Bautista D, Shulman M J
Department of Immunology, University of Toronto, Canada.
J Immunol. 1993 Aug 15;151(4):1950-8.
The traditional method of site-specific mutagenesis is to introduce predetermined mutations into an expression vector, which is then transferred to cells so that the relevant gene product and the effects of the mutations can be measured. A problem with this approach is that the expression of the transferred genes varies from transformant to transformant, presumably because the number of vector copies and the site of chromosomal integration vary among transformants. While it should be possible to avoid this variability by mutagenizing the chromosomal gene itself, the labor involved in introducing predetermined mutations by homologous recombination with a mutagenized vector is usually so intense that this has not been the favored method. We describe here a system for introducing mutations into the IgH locus of hybridoma cells. This system greatly reduces the labor that would usually be required to identify and recover the rare recombinants. This is a two-step, so-called "hit-and-run," method, whereby mutations are first introduced into the chromosomal locus by targeted vector integration, after which the vector is excised so as to leave the mutation in the chromosomal target. The first step employs an enhancer trap vector bearing an enhancerless gpt gene; using this vector the frequency of randomly inserted transformants which grow in mycophenolic acid containing selective medium is so low that approximately 25% of the selected transformants have integrated the vector into the IgH locus by homologous recombination. Properly targeted transformants can then be used to derive secondary recombinants that have excised the vector and thus become gpt-. This second step which involves selection of gpt- cells by their resistance to 6-thioxanthine is also efficient, in that approximately 75% of the treated cells have excised the gpt gene by homologous recombination. Overall the labor involved in mutagenizing the chromosomal locus is not much more than is needed to produce the traditional transformants expressing a mutagenized transferred gene.

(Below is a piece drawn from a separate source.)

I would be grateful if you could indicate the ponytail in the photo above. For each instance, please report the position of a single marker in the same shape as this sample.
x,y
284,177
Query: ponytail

传统的位点特异性诱变方法是将预先确定的突变引入表达载体,然后将其转入细胞,以便能够检测相关基因产物和突变的影响。这种方法存在一个问题,即转入基因的表达在不同转化体之间存在差异,推测这是因为载体拷贝数和染色体整合位点在不同转化体之间有所不同。虽然通过诱变染色体基因本身有可能避免这种变异性,但通过与诱变载体进行同源重组引入预先确定的突变所涉及的工作量通常非常大,以至于这种方法并不受青睐。我们在此描述一种用于在杂交瘤细胞的免疫球蛋白重链(IgH)基因座中引入突变的系统。该系统大大减少了鉴定和回收罕见重组体通常所需的工作量。这是一种两步的所谓“打了就跑”方法,首先通过靶向载体整合将突变引入染色体基因座,之后切除载体,从而使突变留在染色体靶点中。第一步使用携带无增强子gpt基因的增强子捕获载体;使用该载体,在含有霉酚酸的选择培养基中生长的随机插入转化体的频率非常低,以至于大约25%的选择转化体通过同源重组将载体整合到了IgH基因座中。然后可以使用正确靶向的转化体来获得已切除载体并因此变为gpt-的二级重组体。涉及通过对6-硫代黄嘌呤的抗性选择gpt-细胞的第二步也很有效,因为大约75%的处理细胞通过同源重组切除了gpt基因。总体而言,诱变染色体基因座所涉及的工作量并不比产生表达诱变转入基因的传统转化体所需的工作量多多少。